Les Possédés d’Illfurth. Histoires d’emprise et de résilience.

© Jean-Louis Fernandez

© Jean-Louis Fernandez

Un beau texte, servi par un comédien inspiré, suffisent à faire de ce spectacle qui part d’un fait divers du passé, somme toute relativement banal, un message pour le présent et un très bel hommage au théâtre.

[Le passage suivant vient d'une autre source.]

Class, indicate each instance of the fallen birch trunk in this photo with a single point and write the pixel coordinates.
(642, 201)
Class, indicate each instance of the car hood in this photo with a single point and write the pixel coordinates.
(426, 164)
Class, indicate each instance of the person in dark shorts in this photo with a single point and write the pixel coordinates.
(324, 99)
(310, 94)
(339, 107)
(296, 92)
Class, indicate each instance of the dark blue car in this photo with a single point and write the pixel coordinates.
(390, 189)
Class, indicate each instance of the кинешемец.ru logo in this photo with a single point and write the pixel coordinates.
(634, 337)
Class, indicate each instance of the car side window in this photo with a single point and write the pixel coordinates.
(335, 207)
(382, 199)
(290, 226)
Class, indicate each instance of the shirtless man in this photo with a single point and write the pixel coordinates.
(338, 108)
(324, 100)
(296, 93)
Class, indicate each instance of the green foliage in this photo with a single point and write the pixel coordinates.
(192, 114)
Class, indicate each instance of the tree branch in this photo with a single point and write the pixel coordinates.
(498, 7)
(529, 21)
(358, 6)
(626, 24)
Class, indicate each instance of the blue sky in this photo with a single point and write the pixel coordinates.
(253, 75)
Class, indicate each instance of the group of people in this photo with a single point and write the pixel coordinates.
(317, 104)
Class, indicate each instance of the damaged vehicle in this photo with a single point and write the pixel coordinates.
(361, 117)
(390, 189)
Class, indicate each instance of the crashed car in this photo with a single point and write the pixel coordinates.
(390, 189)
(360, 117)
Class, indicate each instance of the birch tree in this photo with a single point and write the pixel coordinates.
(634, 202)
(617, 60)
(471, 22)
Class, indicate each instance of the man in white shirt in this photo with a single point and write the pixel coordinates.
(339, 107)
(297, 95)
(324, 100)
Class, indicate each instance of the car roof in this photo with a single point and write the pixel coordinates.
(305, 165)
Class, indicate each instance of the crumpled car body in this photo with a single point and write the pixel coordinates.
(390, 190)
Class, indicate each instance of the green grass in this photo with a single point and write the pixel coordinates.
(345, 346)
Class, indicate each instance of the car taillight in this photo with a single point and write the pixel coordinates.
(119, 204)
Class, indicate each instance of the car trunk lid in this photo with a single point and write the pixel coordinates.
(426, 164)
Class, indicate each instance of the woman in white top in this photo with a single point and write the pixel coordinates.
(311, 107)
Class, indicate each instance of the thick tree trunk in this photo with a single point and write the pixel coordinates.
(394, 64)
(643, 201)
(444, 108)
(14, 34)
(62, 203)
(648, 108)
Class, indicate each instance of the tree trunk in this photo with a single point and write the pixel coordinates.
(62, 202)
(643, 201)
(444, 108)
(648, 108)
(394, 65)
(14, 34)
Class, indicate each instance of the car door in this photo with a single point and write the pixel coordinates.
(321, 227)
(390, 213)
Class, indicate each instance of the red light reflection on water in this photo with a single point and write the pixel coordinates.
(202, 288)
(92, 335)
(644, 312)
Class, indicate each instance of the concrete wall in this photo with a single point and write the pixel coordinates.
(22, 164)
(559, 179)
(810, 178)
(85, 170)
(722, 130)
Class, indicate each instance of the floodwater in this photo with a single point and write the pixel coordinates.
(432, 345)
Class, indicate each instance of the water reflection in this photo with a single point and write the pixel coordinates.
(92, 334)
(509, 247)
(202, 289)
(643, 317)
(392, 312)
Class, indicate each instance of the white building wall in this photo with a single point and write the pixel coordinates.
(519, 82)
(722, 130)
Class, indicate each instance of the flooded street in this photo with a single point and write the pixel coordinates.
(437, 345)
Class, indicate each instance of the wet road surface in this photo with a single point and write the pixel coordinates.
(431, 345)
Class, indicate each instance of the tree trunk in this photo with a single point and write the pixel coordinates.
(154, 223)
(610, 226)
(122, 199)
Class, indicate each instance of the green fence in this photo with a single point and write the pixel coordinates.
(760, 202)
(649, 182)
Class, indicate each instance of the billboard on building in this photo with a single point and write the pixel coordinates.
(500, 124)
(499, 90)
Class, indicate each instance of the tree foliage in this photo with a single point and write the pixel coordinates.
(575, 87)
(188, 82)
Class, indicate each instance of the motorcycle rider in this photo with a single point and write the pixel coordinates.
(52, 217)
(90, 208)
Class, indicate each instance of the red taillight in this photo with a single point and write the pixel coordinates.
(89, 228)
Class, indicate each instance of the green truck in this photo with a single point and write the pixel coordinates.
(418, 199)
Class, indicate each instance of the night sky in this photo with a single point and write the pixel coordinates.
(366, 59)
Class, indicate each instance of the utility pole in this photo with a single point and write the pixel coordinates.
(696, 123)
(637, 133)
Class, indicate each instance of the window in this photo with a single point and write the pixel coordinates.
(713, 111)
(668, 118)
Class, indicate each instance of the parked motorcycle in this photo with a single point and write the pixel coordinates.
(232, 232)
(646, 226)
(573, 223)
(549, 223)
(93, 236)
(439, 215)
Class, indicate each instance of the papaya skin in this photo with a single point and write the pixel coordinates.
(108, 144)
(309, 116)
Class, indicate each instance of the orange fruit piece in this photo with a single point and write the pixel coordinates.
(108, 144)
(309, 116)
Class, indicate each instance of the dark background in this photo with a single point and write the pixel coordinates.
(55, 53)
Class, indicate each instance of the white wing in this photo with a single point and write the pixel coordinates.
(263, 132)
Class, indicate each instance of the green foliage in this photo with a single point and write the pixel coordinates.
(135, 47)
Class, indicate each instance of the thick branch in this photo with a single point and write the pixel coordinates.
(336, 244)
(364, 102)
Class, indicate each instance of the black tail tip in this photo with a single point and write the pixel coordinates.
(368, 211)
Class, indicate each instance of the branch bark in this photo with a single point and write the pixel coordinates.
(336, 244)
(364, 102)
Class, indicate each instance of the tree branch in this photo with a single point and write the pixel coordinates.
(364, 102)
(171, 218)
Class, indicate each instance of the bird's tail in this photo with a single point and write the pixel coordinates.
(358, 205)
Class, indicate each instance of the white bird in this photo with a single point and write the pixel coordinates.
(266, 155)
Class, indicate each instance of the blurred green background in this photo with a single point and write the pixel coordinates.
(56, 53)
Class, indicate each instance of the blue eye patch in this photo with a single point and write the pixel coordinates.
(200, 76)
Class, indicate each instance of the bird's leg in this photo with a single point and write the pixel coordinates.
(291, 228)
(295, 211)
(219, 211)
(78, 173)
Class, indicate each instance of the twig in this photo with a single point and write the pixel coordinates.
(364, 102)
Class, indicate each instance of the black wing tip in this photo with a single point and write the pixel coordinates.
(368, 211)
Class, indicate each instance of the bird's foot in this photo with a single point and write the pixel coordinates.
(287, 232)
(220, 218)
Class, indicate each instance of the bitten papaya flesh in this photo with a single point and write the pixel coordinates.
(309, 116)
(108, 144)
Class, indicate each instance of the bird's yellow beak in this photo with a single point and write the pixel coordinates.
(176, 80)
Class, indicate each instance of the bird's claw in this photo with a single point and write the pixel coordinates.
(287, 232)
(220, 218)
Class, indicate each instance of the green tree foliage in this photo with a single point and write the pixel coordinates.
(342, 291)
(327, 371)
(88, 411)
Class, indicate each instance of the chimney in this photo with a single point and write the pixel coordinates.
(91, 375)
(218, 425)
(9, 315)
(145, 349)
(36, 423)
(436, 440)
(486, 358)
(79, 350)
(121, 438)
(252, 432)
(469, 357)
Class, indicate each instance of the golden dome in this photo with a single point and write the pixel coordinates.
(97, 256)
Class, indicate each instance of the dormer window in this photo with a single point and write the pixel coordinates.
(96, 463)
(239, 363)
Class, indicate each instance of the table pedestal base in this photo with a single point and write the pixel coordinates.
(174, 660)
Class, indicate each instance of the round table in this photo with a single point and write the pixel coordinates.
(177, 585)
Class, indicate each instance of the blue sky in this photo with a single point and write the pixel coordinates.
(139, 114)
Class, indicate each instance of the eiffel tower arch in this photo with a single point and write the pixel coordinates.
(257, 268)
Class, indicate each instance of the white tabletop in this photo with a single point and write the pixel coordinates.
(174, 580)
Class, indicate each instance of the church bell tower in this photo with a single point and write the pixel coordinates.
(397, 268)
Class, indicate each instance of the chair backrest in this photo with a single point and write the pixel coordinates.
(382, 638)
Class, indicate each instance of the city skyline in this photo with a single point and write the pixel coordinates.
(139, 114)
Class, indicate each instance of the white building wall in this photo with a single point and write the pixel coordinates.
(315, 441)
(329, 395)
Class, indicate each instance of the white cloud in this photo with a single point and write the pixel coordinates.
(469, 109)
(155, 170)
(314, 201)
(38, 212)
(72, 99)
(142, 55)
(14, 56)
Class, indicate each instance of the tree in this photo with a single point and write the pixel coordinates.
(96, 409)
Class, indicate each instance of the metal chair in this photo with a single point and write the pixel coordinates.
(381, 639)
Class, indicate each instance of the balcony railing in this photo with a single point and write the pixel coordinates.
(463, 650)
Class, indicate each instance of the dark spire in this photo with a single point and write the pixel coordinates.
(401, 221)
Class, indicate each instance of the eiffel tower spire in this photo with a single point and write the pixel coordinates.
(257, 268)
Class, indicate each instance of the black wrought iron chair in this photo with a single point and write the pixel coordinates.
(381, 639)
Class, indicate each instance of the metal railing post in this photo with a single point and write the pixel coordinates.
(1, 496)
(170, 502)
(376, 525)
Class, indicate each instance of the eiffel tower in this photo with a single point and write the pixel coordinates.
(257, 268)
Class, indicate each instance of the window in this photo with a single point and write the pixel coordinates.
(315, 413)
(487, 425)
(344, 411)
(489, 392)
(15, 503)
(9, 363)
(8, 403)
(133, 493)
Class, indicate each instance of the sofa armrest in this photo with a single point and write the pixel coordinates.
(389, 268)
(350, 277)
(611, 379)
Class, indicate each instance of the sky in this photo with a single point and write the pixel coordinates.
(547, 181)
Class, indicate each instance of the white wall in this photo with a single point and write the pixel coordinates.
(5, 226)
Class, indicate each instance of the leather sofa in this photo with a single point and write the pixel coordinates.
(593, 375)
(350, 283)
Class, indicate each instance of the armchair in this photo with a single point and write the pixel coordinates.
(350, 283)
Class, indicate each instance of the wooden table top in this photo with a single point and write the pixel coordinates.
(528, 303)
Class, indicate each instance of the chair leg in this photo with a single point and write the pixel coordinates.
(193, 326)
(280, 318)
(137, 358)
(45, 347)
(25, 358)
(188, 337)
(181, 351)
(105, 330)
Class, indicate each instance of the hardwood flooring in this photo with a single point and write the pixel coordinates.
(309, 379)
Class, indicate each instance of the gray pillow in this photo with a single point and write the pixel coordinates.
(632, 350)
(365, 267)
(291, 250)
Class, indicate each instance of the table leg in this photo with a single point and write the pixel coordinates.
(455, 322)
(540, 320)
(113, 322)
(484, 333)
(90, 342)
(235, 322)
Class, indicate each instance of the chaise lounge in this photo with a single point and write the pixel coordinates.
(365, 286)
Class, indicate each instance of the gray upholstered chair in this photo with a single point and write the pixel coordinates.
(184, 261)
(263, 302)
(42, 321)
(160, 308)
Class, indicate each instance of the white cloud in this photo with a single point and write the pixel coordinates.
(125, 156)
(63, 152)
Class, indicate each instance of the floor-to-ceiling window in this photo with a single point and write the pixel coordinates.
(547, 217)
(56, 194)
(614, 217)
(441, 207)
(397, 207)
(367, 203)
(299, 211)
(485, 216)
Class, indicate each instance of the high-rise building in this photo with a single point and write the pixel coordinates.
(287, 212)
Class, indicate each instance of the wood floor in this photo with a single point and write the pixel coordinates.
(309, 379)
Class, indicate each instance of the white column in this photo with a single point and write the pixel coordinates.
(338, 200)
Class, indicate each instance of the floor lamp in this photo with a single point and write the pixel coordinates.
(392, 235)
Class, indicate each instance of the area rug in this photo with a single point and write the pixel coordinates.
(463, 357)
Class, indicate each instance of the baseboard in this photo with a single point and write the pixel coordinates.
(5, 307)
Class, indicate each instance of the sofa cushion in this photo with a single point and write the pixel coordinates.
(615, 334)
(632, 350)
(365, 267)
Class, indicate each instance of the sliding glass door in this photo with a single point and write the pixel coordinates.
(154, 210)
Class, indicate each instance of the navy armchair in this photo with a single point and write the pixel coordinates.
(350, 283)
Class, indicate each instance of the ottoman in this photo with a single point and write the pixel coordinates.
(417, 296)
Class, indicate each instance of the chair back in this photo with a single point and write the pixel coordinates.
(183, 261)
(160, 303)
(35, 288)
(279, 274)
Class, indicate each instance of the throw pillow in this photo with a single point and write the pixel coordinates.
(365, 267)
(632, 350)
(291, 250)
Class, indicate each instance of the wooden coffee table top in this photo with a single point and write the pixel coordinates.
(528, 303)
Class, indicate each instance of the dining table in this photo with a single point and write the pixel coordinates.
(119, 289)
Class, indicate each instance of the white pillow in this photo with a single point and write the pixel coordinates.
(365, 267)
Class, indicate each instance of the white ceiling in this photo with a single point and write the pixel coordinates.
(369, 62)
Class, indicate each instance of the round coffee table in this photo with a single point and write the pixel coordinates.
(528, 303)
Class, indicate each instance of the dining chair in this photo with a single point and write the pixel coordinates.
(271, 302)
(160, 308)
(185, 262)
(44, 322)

C’est sur un plateau entièrement nu, par la force du verbe et du jeu, que les Possédés d’Illfurth trouve son espace. Un conte, un récit porté par un roi de pacotille qui s’annonce à grand renfort de tambourin, drapé dans sa cape, une couronne de carton sur la tête. Un comédien, assez cocasse, tout en ruptures de styles, de tons et de rythmes qui vient interpeller les spectateurs en leur parlant d’infiniment grand et d’infiniment petit, avec nous au milieu, et de temps en milliards d’années qui, d’une certaine manière, ne fait pas grand-chose à l’affaire. On comprendra vite qu’entre hier et aujourd’hui des passerelles sont jetées.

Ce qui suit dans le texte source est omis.